Beatles, nel 1969 a Londra l'ultimo concerto che chiuse un'epoca

Mercoledì 30 Gennaio 2019 di Marco Molendini
Beatles, nel 1969 a Londra l'ultimo concerto che chiuse un'epoca

In quel mezzogiorno freddo, grigio e molto britannico del 30 gennaio 1969 le voci dei Beatles gridarono da un tetto londinese che i Roaring Sixties erano finiti. La più ammirata, idolatrata, rimpianta delle rock band provava a restare viva, ma si stava sfaldando, consumata dal successo fuori misura, dal caos personale, dalle inevitabili conseguenze di una stagione destinata a chiudersi, lasciando spazio alle chitarre acide dei Led Zeppelin che annunciavano un decennio di tutt'altra pasta e colore.

 




La Swingin' London, di cui erano stati la colonna sonora, modello esistenziale e riferimento estetico, era al tramonto, e non potevano che finire anche i Beatles. Sul tetto degli uffici della Apple Corps in Savile Row c'erano saliti per un'ultima idea creativa, registrare un concerto per un nuovo film. Scelta arrivata dopo aver scartato altre bizzarre proposte, perfino il deserto del Sahara era stato preso in considerazione, come le Piramidi e un anfiteatro romano a Tunisi. Fare il film e fare anche un po' di rumore, magari per dare una svegliata al loro entusiasmo: sennò perché scegliere il centro di Londra all'ora del break per pranzo?

IL RUMORE
E rumore fu: il traffico della città inevitabilmente si bloccò e la polizia, chiamata da alcuni vicini che non gradivano il frastuono che arrivava da quella terrazza, intervenne bloccando la performance dopo 42 minuti, buoni per infilare le nuove Get Back, I Want You (She's So Heavy), Don't let me down, I've Got a Feeling, One After 909, Dig a pony più una citazione del classico country Danny boy, dell'inno God Save the Queen e dello standard di Irving Berlin A Pretty Girl Is like a Melody. I Fab Four tornavano a suonare a quasi tre anni di distanza da quando avevano deciso di dare basta ai concerti, dove venivano puntualmente affogati dall'isteria collettiva del pubblico. E non l'avrebbero più fatto, perché non ne avevano voglia, perché erano cresciuti, perché il tutti per uno era diventato un ognuno per sé, perché si sentivano grandi.
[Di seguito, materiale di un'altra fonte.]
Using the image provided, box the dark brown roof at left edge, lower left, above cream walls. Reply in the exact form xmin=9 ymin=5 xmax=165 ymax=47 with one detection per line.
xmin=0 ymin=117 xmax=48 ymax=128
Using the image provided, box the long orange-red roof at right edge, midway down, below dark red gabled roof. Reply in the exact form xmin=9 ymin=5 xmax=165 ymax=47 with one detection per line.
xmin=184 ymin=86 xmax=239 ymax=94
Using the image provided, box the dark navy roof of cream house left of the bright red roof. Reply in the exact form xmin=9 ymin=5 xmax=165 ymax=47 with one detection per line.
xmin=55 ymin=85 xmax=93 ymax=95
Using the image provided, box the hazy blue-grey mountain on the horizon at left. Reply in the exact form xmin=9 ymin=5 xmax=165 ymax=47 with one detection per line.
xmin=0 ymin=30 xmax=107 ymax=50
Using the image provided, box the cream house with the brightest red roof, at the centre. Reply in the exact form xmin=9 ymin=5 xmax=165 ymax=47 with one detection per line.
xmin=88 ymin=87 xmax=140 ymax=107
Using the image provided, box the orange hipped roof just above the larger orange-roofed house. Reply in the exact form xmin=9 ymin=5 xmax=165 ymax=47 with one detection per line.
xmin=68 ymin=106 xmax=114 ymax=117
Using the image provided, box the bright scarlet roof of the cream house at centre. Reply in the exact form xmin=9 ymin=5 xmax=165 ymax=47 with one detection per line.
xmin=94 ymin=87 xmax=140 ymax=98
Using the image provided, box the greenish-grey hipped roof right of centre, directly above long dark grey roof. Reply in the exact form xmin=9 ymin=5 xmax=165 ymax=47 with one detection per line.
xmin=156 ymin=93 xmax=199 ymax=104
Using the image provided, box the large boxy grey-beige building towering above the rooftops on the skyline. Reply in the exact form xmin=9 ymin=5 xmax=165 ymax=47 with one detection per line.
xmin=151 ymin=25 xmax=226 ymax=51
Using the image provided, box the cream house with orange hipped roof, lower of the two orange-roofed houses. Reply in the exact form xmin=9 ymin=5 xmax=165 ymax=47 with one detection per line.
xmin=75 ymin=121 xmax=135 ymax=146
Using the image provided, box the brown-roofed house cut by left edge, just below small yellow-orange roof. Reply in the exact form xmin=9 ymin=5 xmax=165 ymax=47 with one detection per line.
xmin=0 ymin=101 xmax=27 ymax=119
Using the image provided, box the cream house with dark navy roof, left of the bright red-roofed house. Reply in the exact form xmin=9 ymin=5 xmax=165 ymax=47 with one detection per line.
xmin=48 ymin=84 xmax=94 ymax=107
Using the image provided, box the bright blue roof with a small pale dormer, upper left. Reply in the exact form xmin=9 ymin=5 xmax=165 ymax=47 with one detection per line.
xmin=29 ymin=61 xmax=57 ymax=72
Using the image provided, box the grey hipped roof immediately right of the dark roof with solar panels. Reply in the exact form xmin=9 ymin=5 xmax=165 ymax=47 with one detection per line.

Suonarono, forse si divertirono (a sentirli la musica è splendida), rimpiansero quel tempo, almeno così sembra a guardarli nelle riprese del regista Michael Lindsay-Hogg (figlio naturale di Orson Wells) che sono finite nel documentario Let It Be: c'è Paul con la sua aria stupita che non avrebbe mai voluto togliersi la divisa da Beatles, John con la pelliccia di Yoko addosso perché faceva freddo ma anche perché ormai aveva cambiato abito nella sua testa, George che aveva portato il tastierista Billy Preston nella speranza di animare il quartetto, e che al tempo ce l'aveva proprio con l'amico John e la sua invadente quasi signora (il matrimonio fu celebrato due mesi dopo), Ringo, anche lui con un cappotto dell'allora moglie Maureen Cox.
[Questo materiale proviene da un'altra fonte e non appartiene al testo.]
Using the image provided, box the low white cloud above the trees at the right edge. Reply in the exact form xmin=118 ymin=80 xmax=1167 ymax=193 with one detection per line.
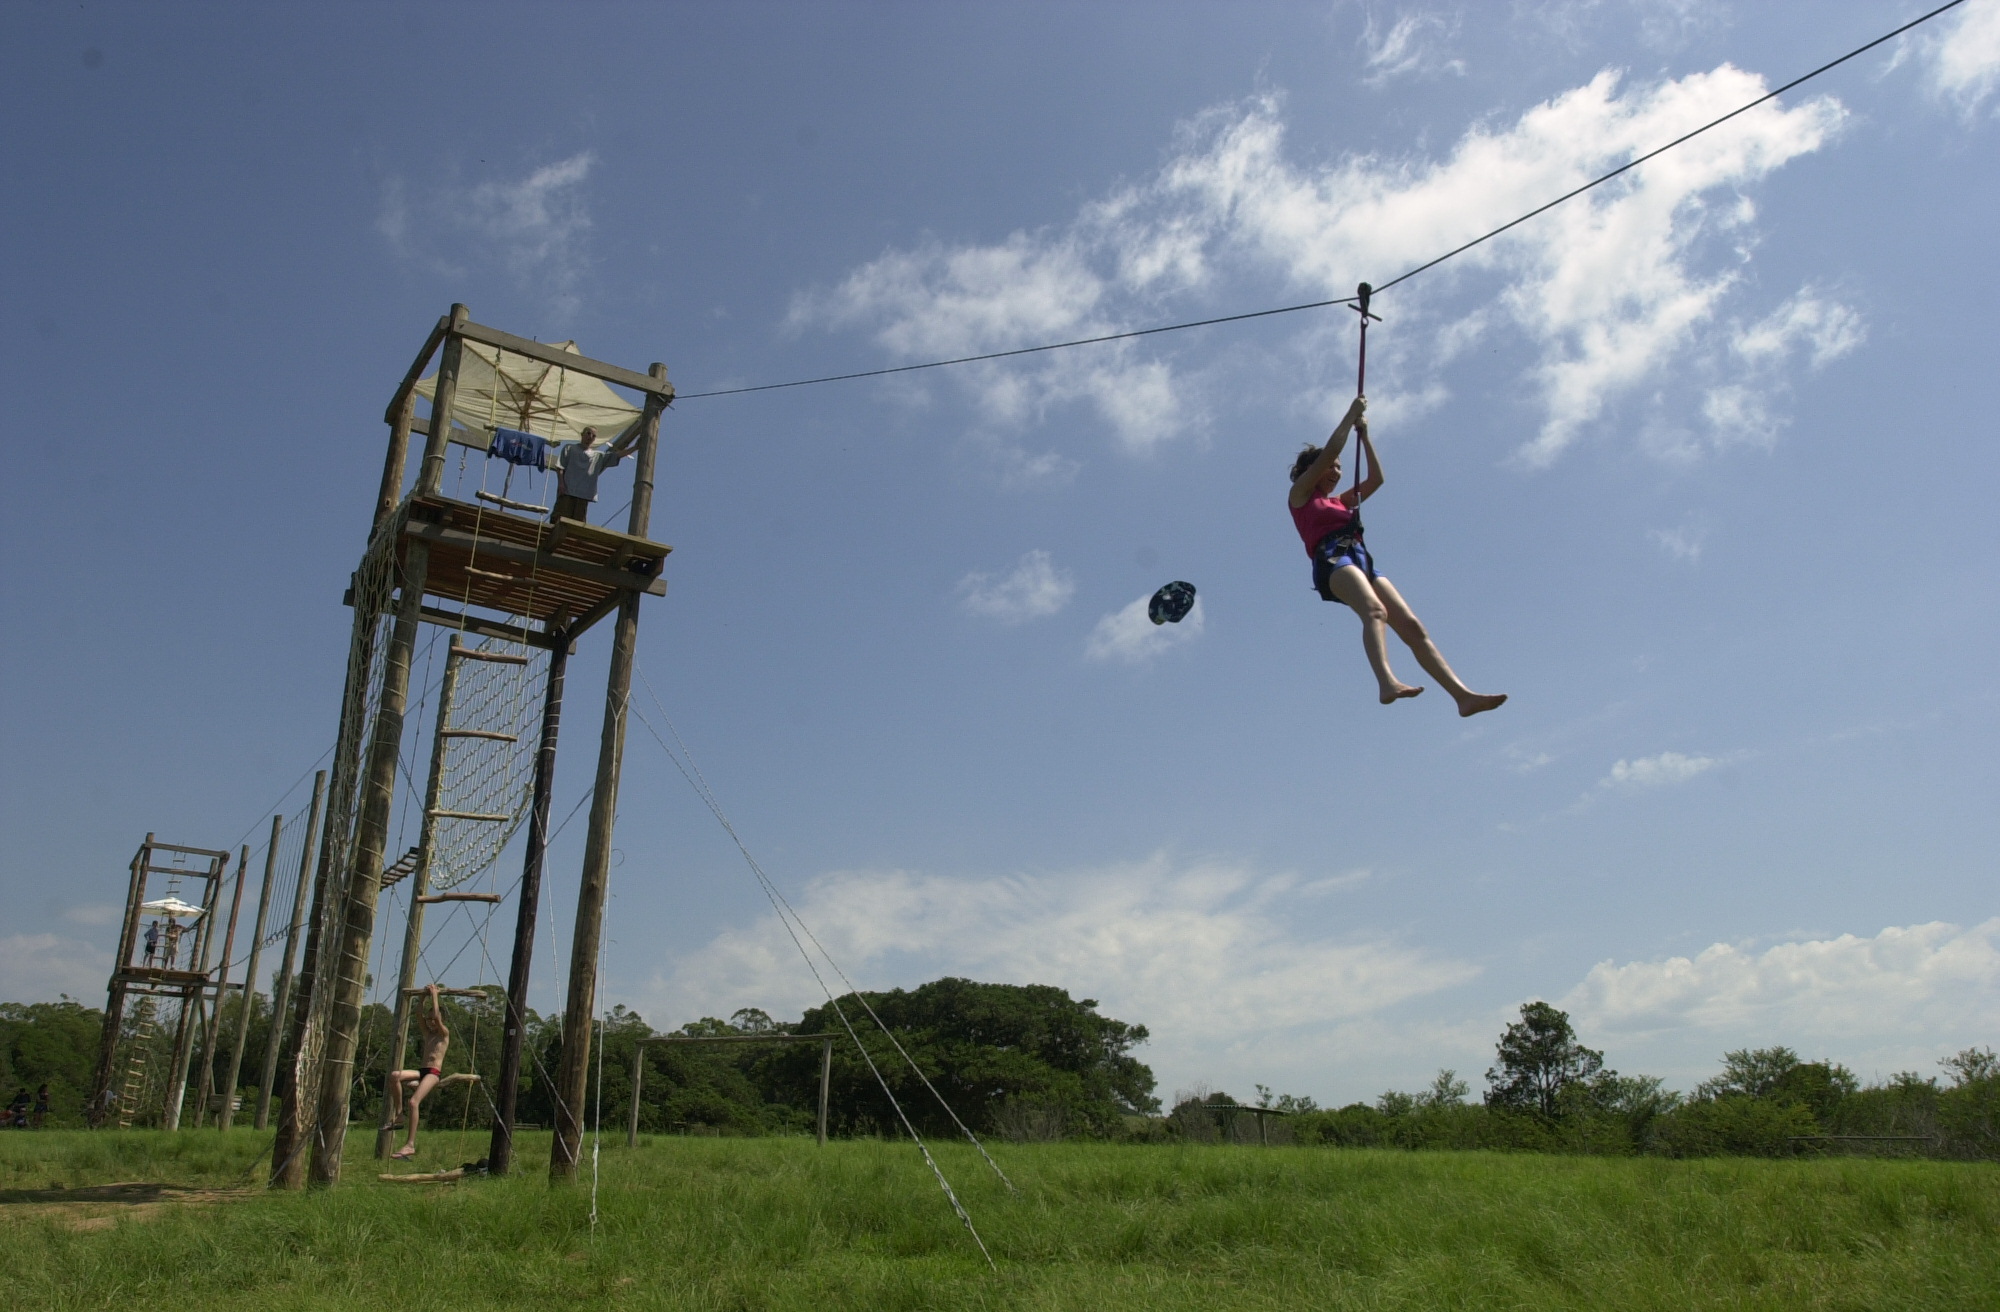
xmin=1562 ymin=918 xmax=2000 ymax=1074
Era già finita, anche se sarebbero ancora usciti due album, Abbey Road e Let it be. Litigavano su tutto, a cominciare dai soldi, dai conti falliti della Apple, dal manager. Dopo un anno divorziarono davvero, ma da settembre si erano già detti addio e John a luglio pubblicava con Yoko il suo Give peace a chance (che però nei crediti è firmato ancora dalla ditta Lennon-McCartney).

Finì così, anche se tutto il mondo ha continuato a sperare che potessero ritrovarsi, o almeno lo ha sperato fino al colpo di pistola davanti al Dakota nel dicembre del 1980. Eppure la Beatles story non è mai finita: da quando si sono sciolti, così dicono le statistiche, hanno prodotto quasi due miliardi di profitti, un flusso alimentato da una scia nostalgica che non conosce crisi. Eppure, allora non potevano che lasciarsi. E il Rooftop Concert, del 30 gennaio di 50 anni fa è l'ultima testimonianza visiva di quei ragazzi diventati baronetti ma non ancora trentenni, che si sentivano grandi e che non stavano più dentro a quella dorata fabbrica di canzoni.